All numerical models of friction damped bladed arrays require knowledge of contact-friction parameters, which are established either through direct frictional measurements, done with the help of a separate single contact test arrangement, or by fine tuning the parameters in the numerical model of the real damping device and comparing the experimental response of a damped blade against its computed response. Recent results from direct measurements on underplatform dampers and the subsequent cross-comparison of experimental and numerical results have put into evidence several features which are usually neglected in FE models of damper-blade systems:
– markedly different friction coefficients at different contact points;
– friction coefficients evolving with time and cycle number towards a stable shape, in a systematic and repeatable manner with dramatic consequences on the shape of the hysteresis cycle and on dissipated energy;
– particular cases where minimal variations in the friction coefficients lead to gross changes of the damper behavior;
Identifying the contact parameters to assure the best match between model and experimental results becomes crucial to guarantee that the validated damper model will produce the correct cyclic forces on the blades during vibrational motion. While the tuning process described in the previous papers was a search based on the progressive refinement whose results depended on the operator’s ability to match different patterns of the model and experimental results, this paper dwells on a more objective and controllable method based on properly chosen indicators. The latter method is based on a sampling technique (Latin Hyper-cube) which produces a large number of solutions (in the present case 5000) on the basis of randomized extractions of contact parameters (in the present case 5) between given boundaries.

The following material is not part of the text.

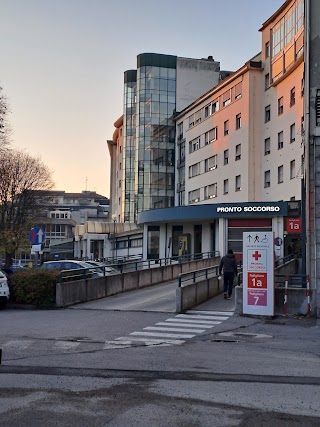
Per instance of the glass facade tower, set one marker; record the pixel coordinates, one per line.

An advantage of this method is a systematic exploration of the influence of each input contact parameter on the collection of output indicators, considered acceptable according to predetermined criteria.
The main indicators suited for the purpose are three, i.e., the relative errors on the real and imaginary parts of the HBM complex spring equivalent to the hysteresis cycle and a measure of shape similarity between the experimental and simulated cycle. The paper shows the selection procedure which has been adopted to produce the final set of eligible solutions, which are further reduced by applying a secondary indicator based on the similarity of a kinematical parameter. In this paper this parameter is chosen to be a measure of the shape similarity of the damper rotation during the hysteresis cycle.